Does the domain where a harmonic map is conformal has Hausdorff dimension smaller than one?

Question

Let $\mathbb{D}^2$ be the closed unit disk, and let $f:\mathbb{D}^2 \to \mathbb{R}^2$ be a harmonic map, satisfying $\det df \neq 0$ almost everywhere on $\mathbb{D}^2$. Suppose also that $$U= \{ p \in \mathbb{D}^2 \, | \, \det(df_p)<0 \, \, \text{and } df_p \text{ is conformal}\}$$

has measure zero in $\mathbb{D}^2$. (By "conformal" here I mean that the two singular values of $df$ are equal.)

Does $\dim_{\mathcal{H}}(U) < 1 $ ? ( $\dim_{\mathcal{H}}(U)$ is the Hausdorff dimension of $U$).

An "easier" question: Is $U$ always finite?

I know that $\dim_{\mathcal{H}}(U) \le 1 $. The question is whether or not strict inequality holds.
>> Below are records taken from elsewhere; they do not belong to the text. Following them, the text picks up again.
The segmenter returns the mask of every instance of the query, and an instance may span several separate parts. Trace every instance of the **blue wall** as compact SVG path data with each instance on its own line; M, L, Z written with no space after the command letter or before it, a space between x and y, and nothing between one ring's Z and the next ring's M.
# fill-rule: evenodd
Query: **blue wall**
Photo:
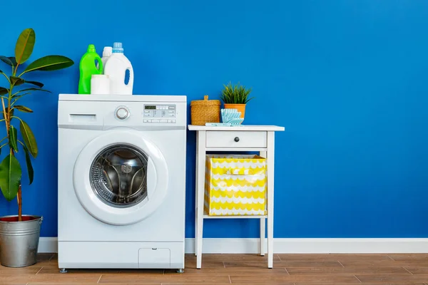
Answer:
M134 93L185 94L190 103L204 94L218 98L223 83L240 81L256 97L245 123L286 128L276 136L276 237L428 237L426 1L118 3L1 4L10 13L3 13L0 54L12 56L19 33L32 27L32 60L58 53L76 63L33 74L53 94L24 102L34 110L23 117L39 157L34 183L24 180L24 212L44 216L42 236L57 234L57 95L77 92L88 43L101 53L122 41ZM193 237L193 133L188 151L186 237ZM0 201L0 214L16 212L15 202ZM205 224L207 237L258 237L254 220Z

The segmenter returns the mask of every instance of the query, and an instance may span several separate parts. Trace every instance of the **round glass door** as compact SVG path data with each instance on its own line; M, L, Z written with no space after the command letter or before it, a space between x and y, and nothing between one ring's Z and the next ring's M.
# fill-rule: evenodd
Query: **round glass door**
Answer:
M135 147L115 145L96 156L91 185L98 198L116 207L133 207L147 197L148 157Z
M82 207L98 220L131 224L153 213L166 197L168 169L160 150L139 132L107 131L82 149L73 183Z

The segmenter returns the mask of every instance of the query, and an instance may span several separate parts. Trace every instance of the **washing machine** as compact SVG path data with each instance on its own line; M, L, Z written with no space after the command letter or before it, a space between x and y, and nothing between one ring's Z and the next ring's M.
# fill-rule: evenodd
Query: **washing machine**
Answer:
M60 94L58 264L184 269L186 96Z

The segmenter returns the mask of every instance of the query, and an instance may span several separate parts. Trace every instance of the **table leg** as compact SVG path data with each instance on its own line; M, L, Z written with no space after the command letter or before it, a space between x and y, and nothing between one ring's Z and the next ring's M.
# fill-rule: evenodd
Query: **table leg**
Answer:
M260 255L265 256L266 252L266 218L260 219Z
M266 158L266 152L260 152L260 155L262 157ZM266 253L266 219L260 219L260 255L265 256Z
M273 190L275 133L268 132L268 267L273 267Z
M198 157L198 177L197 189L198 192L198 209L197 224L198 232L196 232L196 244L198 247L196 255L196 268L200 269L202 266L202 241L203 232L203 203L205 195L205 132L198 132L198 145L196 157Z
M197 133L198 135L198 133ZM195 163L195 255L198 256L198 143L199 142L199 136L196 135L196 157Z

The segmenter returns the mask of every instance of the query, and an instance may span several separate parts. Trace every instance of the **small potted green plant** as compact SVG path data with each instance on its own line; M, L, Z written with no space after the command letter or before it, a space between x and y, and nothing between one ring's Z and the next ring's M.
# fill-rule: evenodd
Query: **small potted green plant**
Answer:
M237 109L240 112L240 118L243 119L245 115L246 104L253 98L248 98L252 88L247 88L238 84L233 86L230 82L221 91L220 99L223 101L225 109Z
M4 138L0 140L0 153L5 155L0 162L0 188L7 201L16 198L18 202L17 215L0 217L1 265L11 267L26 266L36 262L43 219L41 216L22 214L22 169L19 159L25 160L29 184L31 184L34 176L31 157L36 158L39 151L33 131L19 116L20 112L33 113L33 110L19 105L19 102L20 99L33 91L50 91L42 89L43 83L28 81L23 76L36 71L52 71L66 68L74 64L73 61L65 56L48 56L23 67L24 70L19 73L19 68L30 58L35 43L34 31L32 28L25 29L16 41L15 56L0 56L0 61L11 68L9 76L0 70L0 76L4 77L7 81L6 87L0 87L0 123L4 123L6 127Z

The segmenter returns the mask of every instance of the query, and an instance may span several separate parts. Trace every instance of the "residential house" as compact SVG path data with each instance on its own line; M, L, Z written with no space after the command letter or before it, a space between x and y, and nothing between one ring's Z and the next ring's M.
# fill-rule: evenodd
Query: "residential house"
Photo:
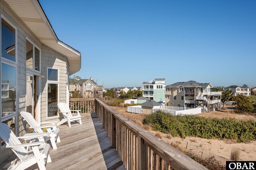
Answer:
M165 88L166 105L201 107L204 112L220 110L222 92L211 92L212 87L211 83L194 81L167 85Z
M250 88L243 87L236 85L225 87L225 90L231 90L233 93L233 95L236 96L238 95L242 95L246 96L251 95L251 89Z
M143 96L149 100L157 102L165 102L165 79L155 79L154 80L144 81L142 83Z
M254 95L255 95L255 94L256 94L256 87L253 87L252 88L252 89L251 89L251 91L253 91L254 94Z
M81 94L83 98L102 98L103 86L99 86L92 77L83 79L76 76L69 79L69 81L70 91L76 91Z
M128 91L129 91L130 90L130 89L129 89L128 87L114 87L113 89L114 91L115 91L115 92L116 93L116 95L118 96L119 96L120 95L120 93L121 91L124 91L125 93L127 93L127 92L128 92Z
M224 88L225 88L224 86L216 86L212 87L212 89L219 89L221 90L224 90Z
M132 91L133 91L134 90L138 90L138 89L137 88L137 87L127 87L127 88L128 89L129 89L129 90L131 90Z
M146 102L148 100L148 98L146 97L141 97L138 98L137 98L137 103L143 103Z
M153 100L150 100L140 105L141 106L142 114L146 115L152 113L153 109L163 106L162 104Z
M140 91L142 91L142 88L141 87L136 87L137 88L137 90L139 90Z
M0 0L0 121L22 136L21 111L38 123L62 119L57 104L69 102L68 77L80 70L81 53L58 39L38 0ZM12 154L1 141L0 164Z

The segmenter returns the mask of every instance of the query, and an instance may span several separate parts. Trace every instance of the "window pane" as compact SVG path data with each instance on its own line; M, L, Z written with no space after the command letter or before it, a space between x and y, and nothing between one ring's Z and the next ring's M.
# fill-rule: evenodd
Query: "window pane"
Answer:
M58 84L48 84L48 116L52 117L58 115Z
M7 124L12 132L15 134L15 117L12 117L2 122ZM1 146L2 146L4 144L5 142L1 139Z
M26 65L30 68L33 68L33 44L27 40L26 40L26 52L27 57Z
M2 63L2 116L16 112L16 68Z
M40 51L35 47L35 69L40 71Z
M15 61L15 30L1 20L2 57Z
M48 80L58 81L58 70L48 69Z

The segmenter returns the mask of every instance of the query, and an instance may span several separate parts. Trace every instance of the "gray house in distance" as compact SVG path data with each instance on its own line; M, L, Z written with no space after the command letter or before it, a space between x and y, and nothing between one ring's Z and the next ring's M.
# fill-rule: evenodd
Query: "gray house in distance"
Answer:
M57 105L69 102L68 77L80 70L81 53L58 39L38 0L0 0L0 121L20 136L21 111L38 123L62 119ZM0 164L12 154L1 141Z

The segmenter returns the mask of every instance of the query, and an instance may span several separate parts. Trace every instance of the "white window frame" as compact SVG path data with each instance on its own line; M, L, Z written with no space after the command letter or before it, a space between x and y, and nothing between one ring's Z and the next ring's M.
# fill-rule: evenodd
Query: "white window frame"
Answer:
M11 22L9 20L8 20L6 17L5 17L2 14L1 14L1 15L0 16L0 18L1 22L1 26L0 26L0 51L2 52L2 18L6 22L7 22L10 26L11 26L14 30L15 30L15 61L14 61L10 60L9 60L6 58L2 57L2 55L0 56L0 71L2 71L2 63L4 63L5 64L7 64L12 66L13 66L15 67L16 68L16 99L17 101L17 100L18 99L18 93L17 91L17 89L18 89L18 31L17 27L15 26L12 22ZM1 73L0 74L0 79L2 79L2 71L1 71ZM0 85L1 87L2 87L2 83L0 82ZM0 111L2 111L2 90L0 90L0 96L1 96L1 98L0 98L0 103L1 104L0 105ZM2 122L4 121L6 121L6 120L12 118L14 117L15 119L15 135L18 136L18 114L17 114L17 110L18 110L18 102L16 102L16 112L12 113L12 114L8 115L4 117L3 118L2 117L2 111L0 112L0 122ZM6 144L4 144L2 147L0 145L0 147L1 148L1 150L2 148L4 148Z
M52 80L48 80L48 69L54 69L58 70L58 81L54 81ZM47 88L48 88L48 84L58 84L58 101L57 103L58 104L60 102L60 69L58 68L47 67L47 81L46 82L46 85ZM46 120L52 120L55 119L56 118L60 117L60 114L59 114L58 109L57 112L57 115L55 116L52 116L51 117L48 117L48 89L46 90Z
M182 106L178 106L178 105L181 105ZM178 107L184 107L185 106L184 105L184 103L177 103L177 106Z
M33 45L33 68L31 68L30 67L27 67L26 65L26 57L27 57L27 51L26 52L26 69L27 71L28 71L30 73L33 73L35 75L41 75L41 49L39 48L37 45L36 45L35 43L34 43L32 40L29 39L28 37L26 37L26 40L28 40ZM26 42L25 42L25 44L26 45ZM38 70L35 69L36 67L35 67L35 47L37 48L39 50L39 69L40 70L38 71L38 67L37 67ZM25 49L26 50L26 47L25 47ZM48 67L47 67L48 68ZM48 73L48 69L47 69L47 73ZM48 73L47 73L47 76L48 76ZM48 79L48 77L47 77L47 80Z

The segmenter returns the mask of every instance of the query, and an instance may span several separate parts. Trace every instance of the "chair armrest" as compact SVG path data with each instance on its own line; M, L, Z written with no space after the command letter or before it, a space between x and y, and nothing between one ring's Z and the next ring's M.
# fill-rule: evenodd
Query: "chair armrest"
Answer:
M70 111L76 111L77 113L77 115L80 116L80 112L81 112L81 110L71 110Z
M31 138L38 138L40 137L48 136L51 134L51 132L43 132L43 133L26 133L22 136L17 137L18 139L26 139Z
M40 123L40 124L50 124L50 123L58 123L59 122L58 121L56 121L56 122L41 122L40 123Z
M30 127L29 128L53 128L55 127L55 125L49 125L49 126L42 126L41 127Z
M13 145L6 145L6 148L16 148L19 147L33 146L39 146L44 144L44 142L36 142L32 143L24 143L21 144L14 144Z

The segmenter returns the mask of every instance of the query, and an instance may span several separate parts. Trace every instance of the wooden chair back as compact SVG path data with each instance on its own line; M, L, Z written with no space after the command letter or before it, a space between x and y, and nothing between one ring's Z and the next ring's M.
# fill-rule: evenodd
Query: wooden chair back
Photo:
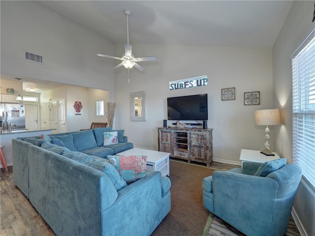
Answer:
M105 128L106 126L107 126L107 123L92 122L92 124L91 125L91 128L90 129L80 130L80 131L82 131L83 130L94 130L95 128Z

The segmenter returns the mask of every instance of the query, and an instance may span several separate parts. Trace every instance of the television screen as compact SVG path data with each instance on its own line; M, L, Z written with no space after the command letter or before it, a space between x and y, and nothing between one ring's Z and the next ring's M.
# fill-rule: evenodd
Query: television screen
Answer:
M208 94L167 98L167 119L208 120Z

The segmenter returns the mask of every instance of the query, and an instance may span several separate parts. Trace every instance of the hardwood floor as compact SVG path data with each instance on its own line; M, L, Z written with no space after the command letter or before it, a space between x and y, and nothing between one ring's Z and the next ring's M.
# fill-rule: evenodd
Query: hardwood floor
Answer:
M3 168L1 178L1 236L54 236L49 226L29 200L13 183L12 167L6 172Z
M178 159L173 160L184 162ZM197 163L191 163L191 165L198 165L200 166L200 164ZM210 167L226 170L240 167L214 162L211 164ZM205 166L205 168L207 167ZM8 168L9 169L8 172L3 168L1 169L0 171L1 179L0 182L1 186L0 235L1 236L56 236L27 198L14 184L13 180L12 167L8 167ZM294 225L291 224L290 227L293 229L292 230L297 231L295 224Z

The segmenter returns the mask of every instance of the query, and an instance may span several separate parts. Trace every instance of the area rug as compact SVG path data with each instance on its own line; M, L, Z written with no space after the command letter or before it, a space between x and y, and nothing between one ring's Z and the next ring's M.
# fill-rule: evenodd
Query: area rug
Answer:
M170 160L171 211L151 236L202 235L209 214L202 205L202 180L215 170Z

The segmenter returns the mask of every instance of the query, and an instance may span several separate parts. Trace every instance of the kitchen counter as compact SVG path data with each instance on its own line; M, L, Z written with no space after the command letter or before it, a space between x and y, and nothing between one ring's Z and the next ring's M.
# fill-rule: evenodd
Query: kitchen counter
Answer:
M11 135L12 134L24 134L26 133L39 132L41 131L43 131L43 132L51 131L52 130L56 130L56 129L53 129L53 130L50 129L50 130L28 130L27 129L18 129L18 130L12 130L11 133L4 133L3 134L1 133L0 134L0 135Z
M40 136L40 135L51 135L52 131L56 130L55 129L50 130L28 130L26 129L17 130L12 131L11 133L6 133L0 134L0 144L3 155L5 158L6 165L8 167L12 166L12 139L17 137L32 137L33 136ZM1 165L2 168L2 165Z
($\dim_{\mathcal{H}}(U) \le 1 $ since the domain of conformality is the zero-set of a non-zero real analytic function).

Answer 1

For some reason I had hard time parsing your question. First, some terminology: A point $p$ where $f$ has negative Jacobian determinant and is conformal in your sense should be called a point where $f$ is anticonformal as the above conditions are equivalent to $$ \partial f(p)= 0, \bar\partial f(p)\ne 0. $$ (In other words, the function $\bar{f}$ is conformal at $p$ in the traditional sense.) Here $$ \partial= \frac{\partial}{\partial z}, \quad \bar\partial= \frac{\partial}{\partial \bar{z}}. $$ The harmonicity condition for $f$ says $$ \bar\partial \partial f=0, \hbox{in} ~D^2. $$ Now, suppose that $p$ is a point at which $f$ has strictly negative Jacobian. This implies that $$ h= \partial f $$ satisfies $\bar\partial h=0$, i.e. $h$ is holomorphic in a (connected) neighborhood $V$ of $p$. Thus, this function $h$ is either constant in $V$ or has only finitely many zeroes in $V$. In other words, either $V\subset U$ or $V\cap U$ is finite. Since you are assuming that $U$ has empty interior, it follows that $V\cap U$ is finite, i.e. $f$ is anticonformal in a finite subset of $V$. Thus, in view of compactness of $D^2$, your subset $U$ is finite.